Last Modified: Jul 12, 2023
Affected Product(s):
BIG-IP ASM
Known Affected Versions:
13.1.0, 13.1.0.1, 13.1.0.2, 13.1.0.3, 13.1.0.4, 13.1.0.5, 13.1.0.6, 13.1.0.7, 13.1.0.8, 13.1.1, 13.1.1.2, 13.1.1.3, 13.1.1.4, 13.1.1.5, 13.1.3, 13.1.3.1, 13.1.3.2, 13.1.3.3, 14.0.0, 14.0.0.1, 14.0.0.2, 14.0.0.3, 14.0.0.4, 14.0.0.5, 14.0.1, 14.0.1.1, 14.1.0, 14.1.0.1, 14.1.0.2, 14.1.0.3, 14.1.0.5, 14.1.0.6, 14.1.2, 14.1.2.1, 14.1.2.2
Fixed In:
15.0.0, 14.1.2.3, 13.1.3.4
Opened: Dec 26, 2018 Severity: 2-Critical
When the backend server sends a content-security-policy header where source-src and default-src directives are missing, ASM will modify the header when it does its own JavaScript injection, which might cause a csp policy violation for inline JavaScript code.
Inline JavaScript does not run.
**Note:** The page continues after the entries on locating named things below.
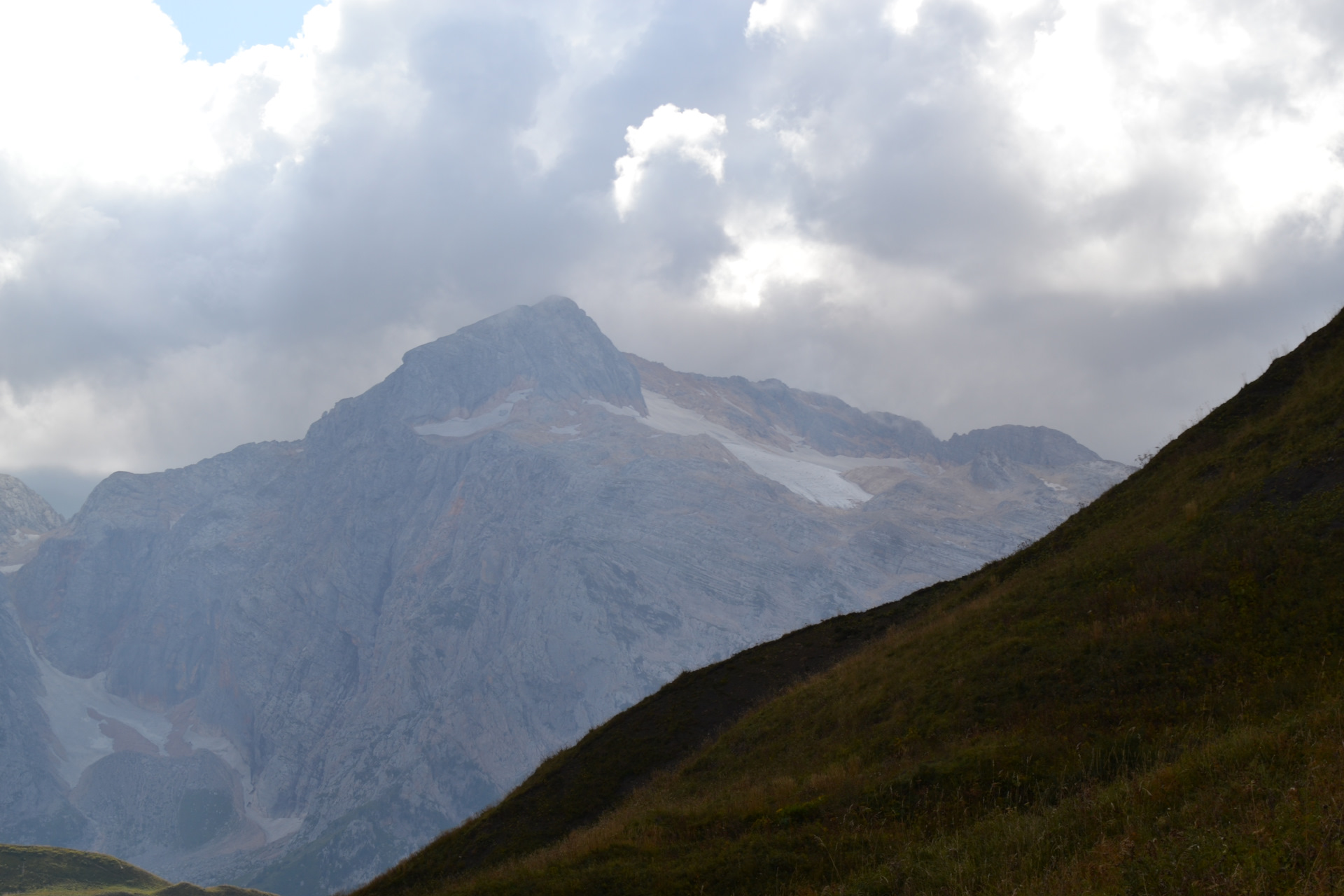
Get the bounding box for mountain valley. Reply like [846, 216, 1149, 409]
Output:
[0, 297, 1132, 896]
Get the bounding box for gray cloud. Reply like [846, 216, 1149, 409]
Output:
[0, 0, 1344, 505]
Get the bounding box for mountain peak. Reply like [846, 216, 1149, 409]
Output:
[314, 295, 647, 443]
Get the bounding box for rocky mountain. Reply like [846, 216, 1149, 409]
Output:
[0, 297, 1129, 896]
[0, 473, 64, 573]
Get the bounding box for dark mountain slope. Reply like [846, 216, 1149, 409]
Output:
[354, 304, 1344, 893]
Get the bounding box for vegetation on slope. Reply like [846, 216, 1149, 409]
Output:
[368, 304, 1344, 893]
[0, 844, 270, 896]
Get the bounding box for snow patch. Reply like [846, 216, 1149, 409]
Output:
[10, 607, 304, 842]
[583, 398, 640, 416]
[415, 390, 532, 440]
[638, 391, 881, 507]
[32, 650, 172, 788]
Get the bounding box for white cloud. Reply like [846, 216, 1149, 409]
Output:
[0, 0, 1344, 491]
[612, 104, 729, 218]
[882, 0, 923, 35]
[746, 0, 818, 38]
[0, 0, 339, 190]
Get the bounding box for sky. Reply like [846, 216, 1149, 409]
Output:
[0, 0, 1344, 514]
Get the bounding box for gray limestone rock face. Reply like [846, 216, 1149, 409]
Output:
[0, 575, 92, 848]
[0, 298, 1129, 896]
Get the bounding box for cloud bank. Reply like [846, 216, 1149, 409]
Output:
[0, 0, 1344, 510]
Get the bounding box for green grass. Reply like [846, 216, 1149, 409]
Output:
[365, 304, 1344, 896]
[0, 844, 269, 896]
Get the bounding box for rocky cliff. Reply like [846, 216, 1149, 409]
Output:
[0, 298, 1128, 896]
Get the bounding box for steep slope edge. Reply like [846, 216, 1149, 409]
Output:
[365, 304, 1344, 895]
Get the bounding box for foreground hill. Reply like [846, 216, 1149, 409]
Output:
[0, 844, 269, 896]
[360, 304, 1344, 896]
[0, 298, 1129, 896]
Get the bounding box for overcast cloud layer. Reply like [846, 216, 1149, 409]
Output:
[0, 0, 1344, 510]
The Browser reports a content-security-policy violation.
-- ASM provisioned. -- ASM or Bot-Defense/DoS attached on a virtual server. -- ASM or Bot/Dos does inline injections, like CSRF/CSHUI.
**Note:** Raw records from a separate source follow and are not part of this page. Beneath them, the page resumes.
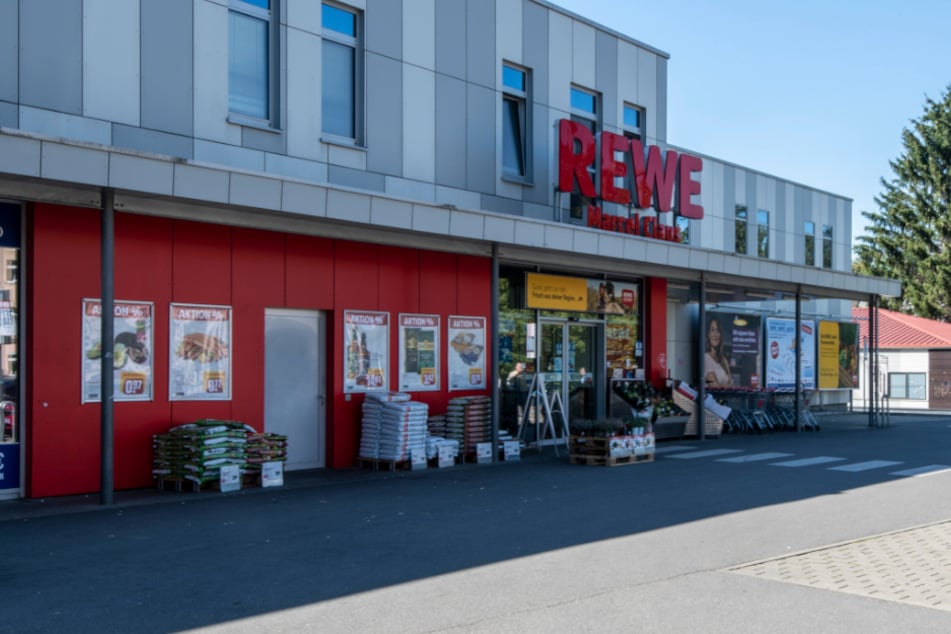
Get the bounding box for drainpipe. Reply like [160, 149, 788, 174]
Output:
[99, 188, 115, 505]
[694, 271, 707, 441]
[487, 242, 502, 462]
[794, 286, 802, 431]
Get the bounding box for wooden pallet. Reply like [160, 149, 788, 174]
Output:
[360, 458, 413, 471]
[568, 453, 654, 467]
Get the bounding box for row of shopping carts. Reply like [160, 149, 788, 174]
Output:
[711, 389, 819, 433]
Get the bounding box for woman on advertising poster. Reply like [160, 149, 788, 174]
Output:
[703, 317, 733, 387]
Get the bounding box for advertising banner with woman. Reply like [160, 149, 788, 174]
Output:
[168, 304, 231, 401]
[82, 299, 153, 403]
[703, 312, 762, 388]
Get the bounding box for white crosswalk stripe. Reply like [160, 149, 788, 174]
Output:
[668, 449, 743, 460]
[829, 460, 902, 473]
[888, 464, 951, 477]
[771, 456, 845, 467]
[654, 445, 696, 453]
[717, 451, 794, 463]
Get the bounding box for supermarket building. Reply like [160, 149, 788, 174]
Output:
[0, 0, 900, 497]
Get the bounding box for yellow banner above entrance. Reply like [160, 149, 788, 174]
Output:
[525, 273, 588, 311]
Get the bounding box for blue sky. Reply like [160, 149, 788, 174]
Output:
[552, 0, 951, 246]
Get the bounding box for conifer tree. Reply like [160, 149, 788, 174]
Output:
[853, 86, 951, 322]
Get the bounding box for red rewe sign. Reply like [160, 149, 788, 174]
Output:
[558, 119, 703, 220]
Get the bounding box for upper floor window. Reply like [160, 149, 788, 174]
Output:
[802, 221, 816, 266]
[756, 209, 769, 258]
[321, 2, 363, 142]
[228, 0, 274, 122]
[822, 225, 832, 269]
[502, 62, 531, 178]
[733, 205, 749, 255]
[570, 86, 601, 220]
[624, 103, 644, 139]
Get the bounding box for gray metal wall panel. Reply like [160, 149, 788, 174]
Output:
[594, 31, 621, 130]
[327, 165, 385, 192]
[241, 127, 287, 154]
[366, 53, 403, 176]
[647, 55, 667, 143]
[436, 74, 468, 189]
[141, 0, 195, 135]
[0, 0, 20, 103]
[466, 83, 496, 193]
[724, 161, 736, 248]
[481, 194, 523, 216]
[522, 0, 549, 103]
[522, 0, 553, 205]
[769, 180, 797, 262]
[112, 124, 195, 159]
[0, 101, 20, 128]
[20, 0, 83, 114]
[436, 0, 466, 79]
[364, 0, 403, 59]
[466, 0, 500, 89]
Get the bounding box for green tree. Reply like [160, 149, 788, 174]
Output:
[853, 86, 951, 322]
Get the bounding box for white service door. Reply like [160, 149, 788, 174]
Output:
[264, 308, 327, 471]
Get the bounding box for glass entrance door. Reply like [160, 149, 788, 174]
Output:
[538, 319, 605, 438]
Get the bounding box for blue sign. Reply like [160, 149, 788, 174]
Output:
[0, 442, 20, 491]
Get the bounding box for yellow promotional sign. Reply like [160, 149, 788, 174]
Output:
[819, 321, 839, 390]
[525, 273, 588, 311]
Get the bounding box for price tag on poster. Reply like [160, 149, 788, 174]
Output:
[476, 442, 492, 464]
[343, 310, 390, 394]
[502, 440, 522, 462]
[447, 315, 487, 391]
[168, 304, 231, 401]
[82, 299, 153, 403]
[399, 314, 440, 392]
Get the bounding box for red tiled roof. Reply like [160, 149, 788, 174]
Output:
[852, 307, 951, 349]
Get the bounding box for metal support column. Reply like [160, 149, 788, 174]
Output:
[694, 272, 707, 440]
[494, 243, 502, 462]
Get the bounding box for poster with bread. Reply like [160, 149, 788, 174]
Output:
[82, 299, 154, 403]
[168, 304, 231, 401]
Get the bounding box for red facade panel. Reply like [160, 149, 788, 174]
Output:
[26, 205, 491, 497]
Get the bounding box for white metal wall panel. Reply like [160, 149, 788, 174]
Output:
[83, 0, 140, 125]
[282, 0, 321, 35]
[285, 29, 327, 161]
[617, 41, 640, 118]
[495, 0, 523, 64]
[195, 0, 240, 145]
[572, 21, 597, 90]
[403, 64, 436, 183]
[403, 0, 436, 70]
[20, 106, 112, 145]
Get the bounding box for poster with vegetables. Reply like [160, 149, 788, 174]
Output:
[819, 321, 859, 389]
[168, 304, 231, 401]
[343, 310, 390, 393]
[447, 315, 487, 391]
[399, 314, 439, 392]
[82, 299, 153, 403]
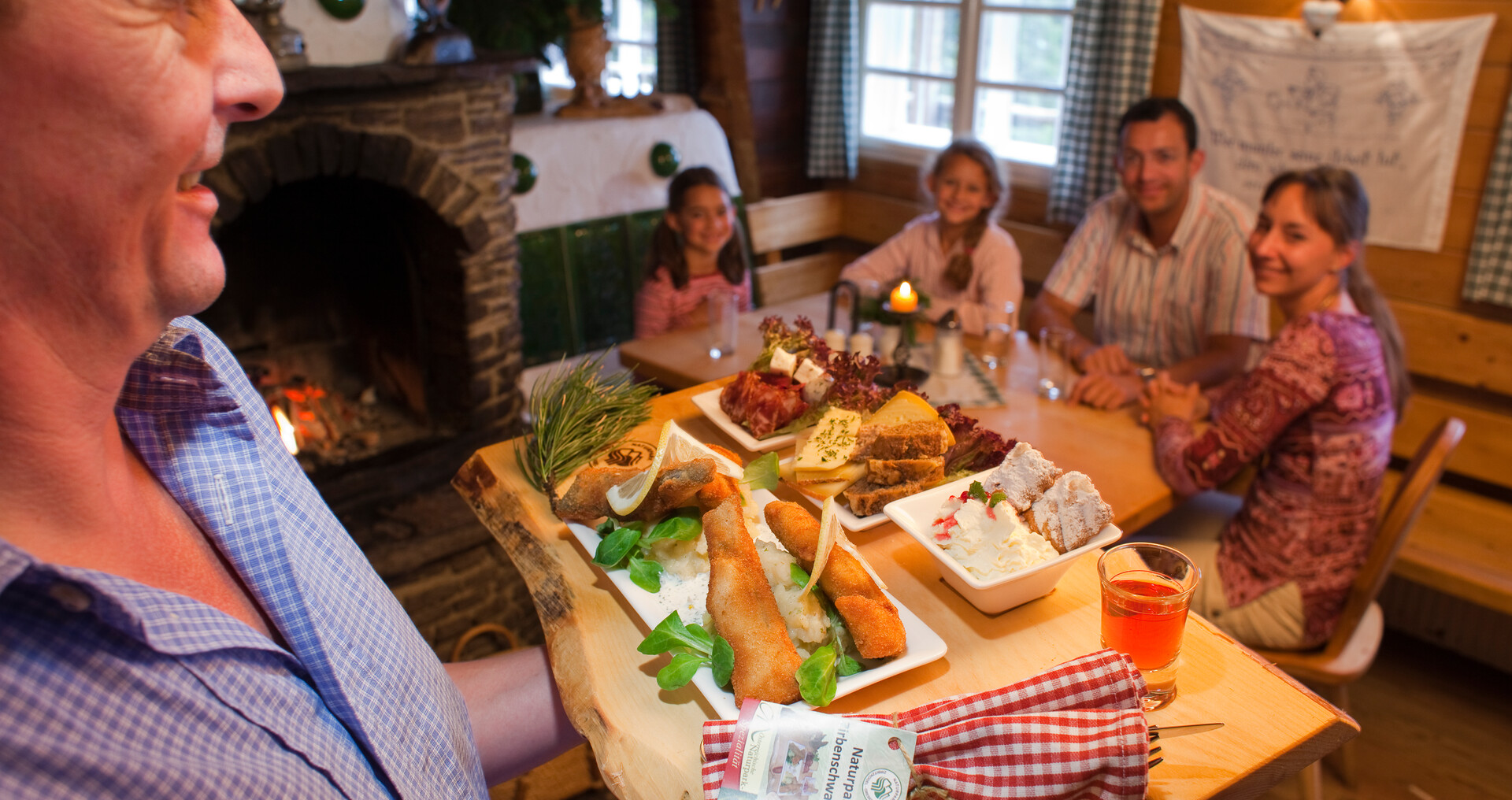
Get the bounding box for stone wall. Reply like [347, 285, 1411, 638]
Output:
[204, 64, 523, 428]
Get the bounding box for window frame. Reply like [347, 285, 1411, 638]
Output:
[856, 0, 1073, 189]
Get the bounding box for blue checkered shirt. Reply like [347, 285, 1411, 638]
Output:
[0, 317, 487, 798]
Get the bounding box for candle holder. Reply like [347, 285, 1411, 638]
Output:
[873, 301, 930, 386]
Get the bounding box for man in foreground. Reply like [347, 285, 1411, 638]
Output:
[0, 0, 577, 798]
[1025, 97, 1269, 409]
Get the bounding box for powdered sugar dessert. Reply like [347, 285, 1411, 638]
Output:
[930, 490, 1058, 581]
[983, 442, 1060, 513]
[1024, 472, 1113, 552]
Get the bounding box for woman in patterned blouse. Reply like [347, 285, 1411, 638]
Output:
[1142, 166, 1409, 649]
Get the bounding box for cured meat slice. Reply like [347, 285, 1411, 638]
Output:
[720, 371, 809, 439]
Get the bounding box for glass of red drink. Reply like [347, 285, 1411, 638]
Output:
[1098, 542, 1200, 711]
You can use either of the following workarounds: -- Disable csp in ASM by running the following commands: /usr/share/ts/bin/add_del_internal add csp_enabled 0 bigstart restart asm -- Disable csp in Bot/DoS using an iRule: when HTTP_REQUEST { set csp 0 } when HTTP_RESPONSE { if { [HTTP::header exists Content-Security-Policy] } { set csp "[HTTP::header values Content-Security-Policy]" } } when HTTP_RESPONSE_RELEASE { if { $csp != 0 } { HTTP::header replace Content-Security-Policy $csp } set csp 0 }
ASM/Bot/DoSL7 no longer modifies the csp header when both source-src and default-src directives are missing.